Difference between revisions of "Jews Found in Records of Other Denominations"
|Line 25:||Line 25:|
Revision as of 02:44, 23 December 2011
In many countries the established national church (such as Catholic, Orthodox, or Lutheran) was appointed as the official record keeper of births, marriages, and deaths for the entire population, including Jews. The clergymen already recorded christening, marriage, and burial records for members of their parishes. As most people belonged to the established church, it was easier for the government to require the clergymen to include the birth, marriage, and death information for people of other religions in their parishes rather than have the government keep a separate record. Therefore, it can be important to check records of Christian churches when researching Jewish ancestors.
This is particularly true of Central and Eastern Europe in the period prior to 1826–1835, when the governments of most countries in this area required separate records be kept of the Jews. Copies of the church records in many of these countries were sent to the government. These records are known as metrical book transcripts and parish register transcripts. Eventually most governments developed a separate system for registering births, marriages, and deaths, called civil registration.
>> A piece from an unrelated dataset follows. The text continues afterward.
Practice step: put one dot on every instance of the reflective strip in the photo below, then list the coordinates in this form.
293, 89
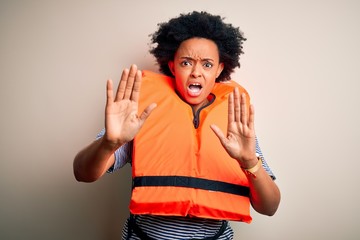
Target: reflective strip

For a more lengthy explanation of how church records, civil registration, and Jewish records interrelate, Jewish Vital Records.
Countries where Christian church records were used by the government as a form of civil registration and where Jews are likely to be recorded include Poland, the Russian Empire, and other central and eastern European countries.
The Inquisition in Spain, Portugal, and Latin American countries also resulted in recording Jews (conversos or marranos) in Christian church records. See Jewish Inquisition.
Two other reasons why Jews may appear in records of Christian churches are:
If there was no rabbi or synagogue in an area where a Jewish family chose to settle, events associated with that family are sometimes recorded in another church.
If a Jew voluntarily left the Jewish religion, future records of that individual and his family may appear in a Christian church.
Search for Wiki articles for the country or state where your ancestor lived under the terms "Church Records" and "Civil Registration."
Finding Church Records
Many original church records are still at the local church. Others have been deposited in church or government record centers or archives. The Family History Library has a extensive collection of church records for many countries. Use the Locality Search to locate church records. The catalog listings for church records sometimes include a notation that the record contains information for Jews.